Le père Jubelin eut un de ces bons sourires qui n’appartiennent qu’aux pères.

– Voilà déjà huit jours que M. André est alité, reprit la fermière ; le médecin croit-il pouvoir le guérir vite ?

– Ce sera long. Et puis, tout le mal n’est pas là, malheureusement.

– Que voulez-vous dire, monsieur Jubelin ?

– Demandez-le à André.

La fermière se tourna vers le jeune homme.

– Le docteur, dit-il en souriant, prétend qu’il me restera sur la figure une marque qui se gardera bien de l’embellir.

Marie poussa un gémissement et ne put retenir ses larmes.

– Monsieur André, reprit la fermière, le médecin se trompe peut-être ; il faut espérer que cela ne sera pas.

– J’espérerais d’autant plus volontiers, répondit le jeune homme, si l’espoir m’était permis, qu’il est peu réjouissant d’être laid, affreux peut-être et de montrer à tout le monde une joue brûlée.

– Et c’est pour nous, pour nous… Oh ! monsieur André… murmura la fermière.

Elle prit la main du jeune homme et la serra doucement dans les siennes.

Marie pleurait silencieusement, le visage voilé de ses mains.

Comment pourrions-nous rendre tout ce qui se passait en elle à cet instant ?

Ainsi, André, pour s’être dévoué, pour lui avoir conservé son père en l’arrachant à une mort épouvantable, André devait rester défiguré ! Elle ne croyait pas qu’elle pût avoir assez d’admiration pour lui. Si elle l’eût osé, elle serait tombée à genoux devant son lit et lui aurait dit :

« André, vous êtes mon frère ; André, je vous admire, je vous aime !… »
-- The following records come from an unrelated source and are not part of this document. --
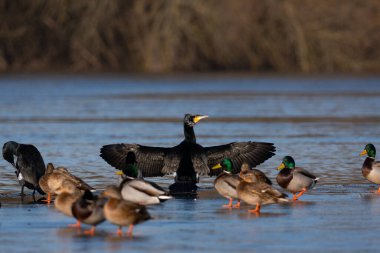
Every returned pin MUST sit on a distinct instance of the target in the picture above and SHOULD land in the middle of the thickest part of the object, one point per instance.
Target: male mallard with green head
(371, 168)
(295, 179)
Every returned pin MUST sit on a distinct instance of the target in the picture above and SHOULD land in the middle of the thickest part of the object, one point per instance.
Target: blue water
(323, 122)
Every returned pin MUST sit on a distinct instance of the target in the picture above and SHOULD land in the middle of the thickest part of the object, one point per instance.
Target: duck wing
(265, 191)
(304, 172)
(149, 188)
(253, 153)
(30, 163)
(151, 161)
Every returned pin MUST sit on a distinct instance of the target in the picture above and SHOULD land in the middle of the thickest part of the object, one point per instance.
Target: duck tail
(163, 198)
(282, 200)
(40, 191)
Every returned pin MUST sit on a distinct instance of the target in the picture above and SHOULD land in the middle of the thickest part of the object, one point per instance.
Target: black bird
(29, 165)
(188, 159)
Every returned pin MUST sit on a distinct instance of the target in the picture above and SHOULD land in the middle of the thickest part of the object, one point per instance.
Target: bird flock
(125, 203)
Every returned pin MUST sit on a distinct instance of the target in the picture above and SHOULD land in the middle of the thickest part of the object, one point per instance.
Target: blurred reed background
(163, 36)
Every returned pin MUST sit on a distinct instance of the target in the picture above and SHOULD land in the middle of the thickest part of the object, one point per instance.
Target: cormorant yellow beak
(199, 117)
(218, 166)
(282, 166)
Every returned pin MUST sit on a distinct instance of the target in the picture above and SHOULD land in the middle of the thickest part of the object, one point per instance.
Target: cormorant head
(287, 162)
(9, 150)
(369, 150)
(225, 164)
(190, 119)
(49, 168)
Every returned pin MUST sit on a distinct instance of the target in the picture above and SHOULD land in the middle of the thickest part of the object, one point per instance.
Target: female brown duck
(121, 212)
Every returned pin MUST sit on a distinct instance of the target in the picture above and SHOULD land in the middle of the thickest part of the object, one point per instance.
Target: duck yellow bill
(282, 166)
(199, 117)
(218, 166)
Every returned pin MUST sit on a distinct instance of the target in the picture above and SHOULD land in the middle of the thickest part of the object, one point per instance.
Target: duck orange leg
(256, 210)
(229, 204)
(90, 231)
(76, 225)
(48, 200)
(119, 231)
(130, 230)
(237, 204)
(296, 196)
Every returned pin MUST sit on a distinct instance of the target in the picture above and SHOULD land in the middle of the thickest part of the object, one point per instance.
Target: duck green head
(225, 164)
(287, 162)
(369, 150)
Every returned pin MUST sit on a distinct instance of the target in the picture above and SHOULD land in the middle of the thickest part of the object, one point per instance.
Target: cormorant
(30, 166)
(188, 159)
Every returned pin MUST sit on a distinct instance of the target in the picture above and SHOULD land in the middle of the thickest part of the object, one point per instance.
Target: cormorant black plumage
(188, 158)
(29, 165)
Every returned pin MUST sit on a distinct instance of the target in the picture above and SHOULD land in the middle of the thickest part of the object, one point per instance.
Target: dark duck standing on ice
(29, 165)
(371, 167)
(188, 159)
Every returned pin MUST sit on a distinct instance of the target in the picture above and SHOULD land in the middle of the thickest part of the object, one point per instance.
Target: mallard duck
(226, 182)
(254, 190)
(88, 209)
(294, 179)
(53, 178)
(121, 212)
(371, 168)
(142, 192)
(188, 159)
(67, 193)
(30, 166)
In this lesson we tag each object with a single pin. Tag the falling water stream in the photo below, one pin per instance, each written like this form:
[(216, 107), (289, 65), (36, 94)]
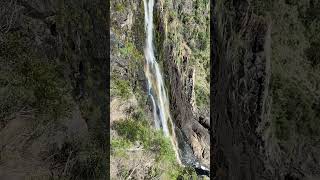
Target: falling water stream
[(158, 95), (156, 88)]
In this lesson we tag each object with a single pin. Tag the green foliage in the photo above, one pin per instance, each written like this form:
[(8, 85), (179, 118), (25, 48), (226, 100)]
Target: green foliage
[(30, 81), (295, 73), (119, 7), (121, 88)]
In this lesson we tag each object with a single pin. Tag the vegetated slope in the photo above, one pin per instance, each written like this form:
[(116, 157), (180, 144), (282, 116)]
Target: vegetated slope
[(266, 120), (53, 114), (137, 150)]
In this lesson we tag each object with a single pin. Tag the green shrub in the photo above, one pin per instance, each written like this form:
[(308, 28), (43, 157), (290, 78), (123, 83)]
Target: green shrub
[(121, 88), (30, 81)]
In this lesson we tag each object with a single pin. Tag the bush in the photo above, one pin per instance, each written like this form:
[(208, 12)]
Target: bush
[(121, 88), (30, 81)]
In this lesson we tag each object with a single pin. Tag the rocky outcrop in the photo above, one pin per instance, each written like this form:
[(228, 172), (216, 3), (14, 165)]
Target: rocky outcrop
[(175, 52), (70, 38), (239, 82), (242, 119)]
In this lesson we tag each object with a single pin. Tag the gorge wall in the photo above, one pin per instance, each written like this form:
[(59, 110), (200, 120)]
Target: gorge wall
[(263, 123)]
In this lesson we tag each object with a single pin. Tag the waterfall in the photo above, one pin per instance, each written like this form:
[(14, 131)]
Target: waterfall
[(156, 88)]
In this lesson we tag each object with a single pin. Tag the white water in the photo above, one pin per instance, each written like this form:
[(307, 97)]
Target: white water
[(161, 113)]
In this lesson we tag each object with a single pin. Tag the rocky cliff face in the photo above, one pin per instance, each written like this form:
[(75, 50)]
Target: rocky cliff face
[(253, 108), (182, 50)]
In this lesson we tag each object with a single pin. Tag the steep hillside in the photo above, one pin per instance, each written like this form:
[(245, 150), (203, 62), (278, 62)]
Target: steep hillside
[(266, 90), (53, 90), (147, 154)]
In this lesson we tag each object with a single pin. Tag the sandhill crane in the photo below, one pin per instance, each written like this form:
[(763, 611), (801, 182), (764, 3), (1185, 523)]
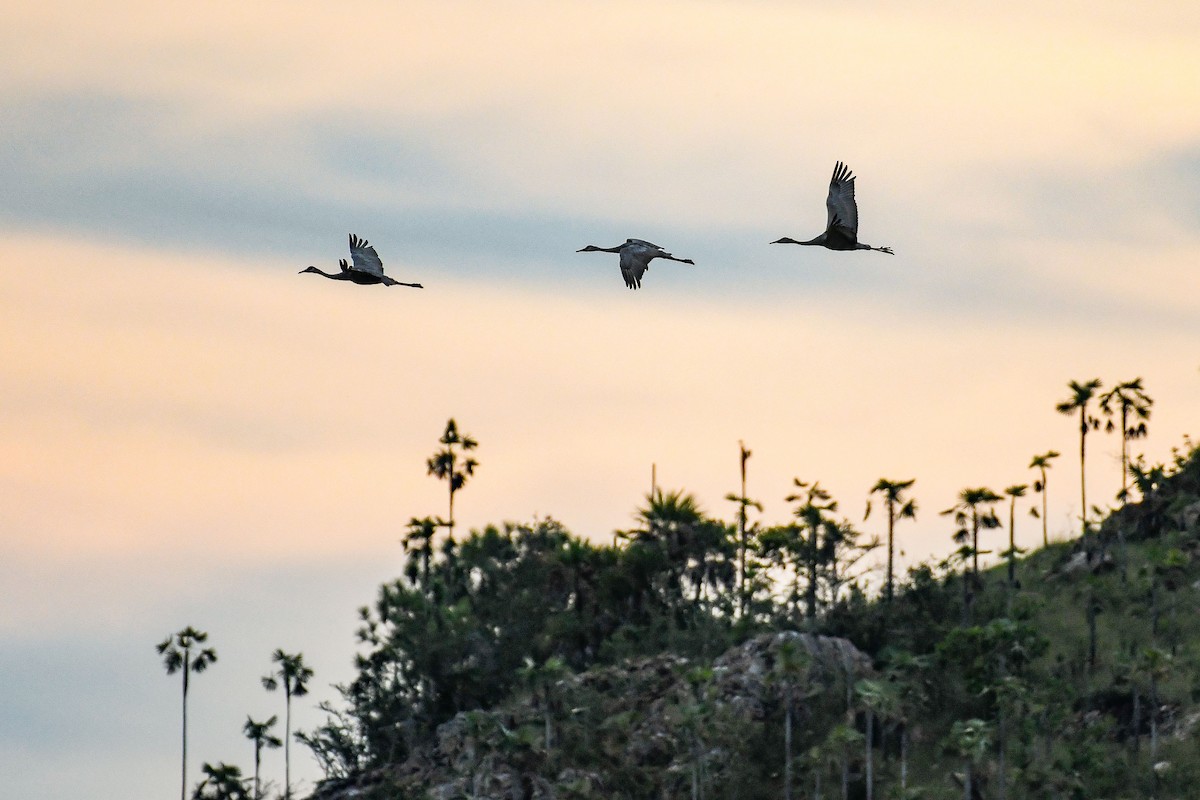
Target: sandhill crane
[(635, 258), (365, 270), (841, 226)]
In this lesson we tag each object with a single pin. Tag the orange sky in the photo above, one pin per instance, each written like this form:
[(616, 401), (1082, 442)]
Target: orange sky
[(190, 429)]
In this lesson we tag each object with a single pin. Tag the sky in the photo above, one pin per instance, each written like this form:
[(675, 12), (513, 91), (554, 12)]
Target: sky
[(191, 433)]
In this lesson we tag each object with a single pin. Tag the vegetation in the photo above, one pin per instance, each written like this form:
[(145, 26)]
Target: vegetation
[(293, 675), (177, 656), (708, 659), (261, 734)]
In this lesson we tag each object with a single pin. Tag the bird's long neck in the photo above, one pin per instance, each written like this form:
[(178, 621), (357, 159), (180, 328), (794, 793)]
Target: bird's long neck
[(334, 276)]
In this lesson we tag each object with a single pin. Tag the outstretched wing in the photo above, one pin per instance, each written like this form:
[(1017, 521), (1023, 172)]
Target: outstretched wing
[(642, 242), (365, 258), (634, 263), (843, 217)]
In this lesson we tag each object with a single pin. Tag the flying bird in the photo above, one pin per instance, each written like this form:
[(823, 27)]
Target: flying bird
[(635, 258), (365, 270), (841, 226)]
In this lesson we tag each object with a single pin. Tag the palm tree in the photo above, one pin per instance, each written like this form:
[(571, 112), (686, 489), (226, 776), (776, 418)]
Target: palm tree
[(1081, 394), (791, 667), (1042, 463), (814, 506), (444, 463), (1131, 398), (177, 653), (221, 782), (294, 675), (419, 540), (261, 734), (540, 679), (1013, 492), (744, 504), (893, 497), (967, 510), (907, 674), (879, 699), (970, 741)]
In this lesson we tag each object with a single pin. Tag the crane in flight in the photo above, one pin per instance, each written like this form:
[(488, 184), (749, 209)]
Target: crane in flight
[(841, 223), (365, 270), (635, 258)]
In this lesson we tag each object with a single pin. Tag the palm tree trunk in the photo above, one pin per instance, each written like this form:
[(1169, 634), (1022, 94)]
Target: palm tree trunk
[(1012, 555), (1125, 457), (891, 549), (787, 747), (1045, 534), (183, 788), (1002, 777), (1137, 723), (1153, 719), (870, 765), (287, 743), (1083, 479)]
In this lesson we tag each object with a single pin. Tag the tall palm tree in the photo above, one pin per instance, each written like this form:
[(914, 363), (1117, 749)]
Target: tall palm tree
[(879, 701), (261, 734), (792, 667), (971, 509), (970, 740), (1042, 463), (419, 540), (899, 507), (221, 782), (445, 465), (744, 505), (294, 675), (1132, 400), (1013, 492), (813, 510), (177, 655), (1081, 394)]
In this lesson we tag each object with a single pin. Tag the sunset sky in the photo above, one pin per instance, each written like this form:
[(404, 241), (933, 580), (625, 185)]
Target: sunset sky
[(195, 434)]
Il lui semblait que sa place, à elle, était au chevet du blessé, qu’à elle seule appartenait le droit de veiller sur lui, de voir ses souffrances, de l’encourager, de le consoler, de lui donner des soins.

André regarda la mère et la fille, puis s’adressant à son père :

– Vois, lui dit-il, en montrant Marie et sa mère, et dis-moi si j’ai le droit de me plaindre.

Du revers de sa main le vieillard essuya une larme.

Un instant après, lorsque André se retrouva seul avec son père, il lui dit :

– La visite de madame Michelin et de sa fille m’a fait plaisir.

– Elles te devaient bien cela ; je les attendais.

– Avez-vous remarqué comme elles étaient émues ?

– Parfaitement. Marie pleurait.

– C’est une bien charmante jeune fille, mon père.

– Elle est, ma foi, aussi jolie que ta fiancée. Le jeune homme sourit.

– La femme aimée, dit-il, est toujours la plus belle parmi toutes les autres.

– Du vivant de ta pauvre mère, j’ai toujours pensé ainsi.

– C’est égal, reprit le jeune homme après un moment de silence, Huguette ne vient pas me voir souvent. Elle est venue avec sa mère, le lendemain de l’incendie, et depuis nous ne l’avons plus revue.

Huguette ne peut pas être toujours près de toi ; pour une jeune fille ce serait peu convenable. Attends que tu sois guéri… Bientôt nous ferons la noce.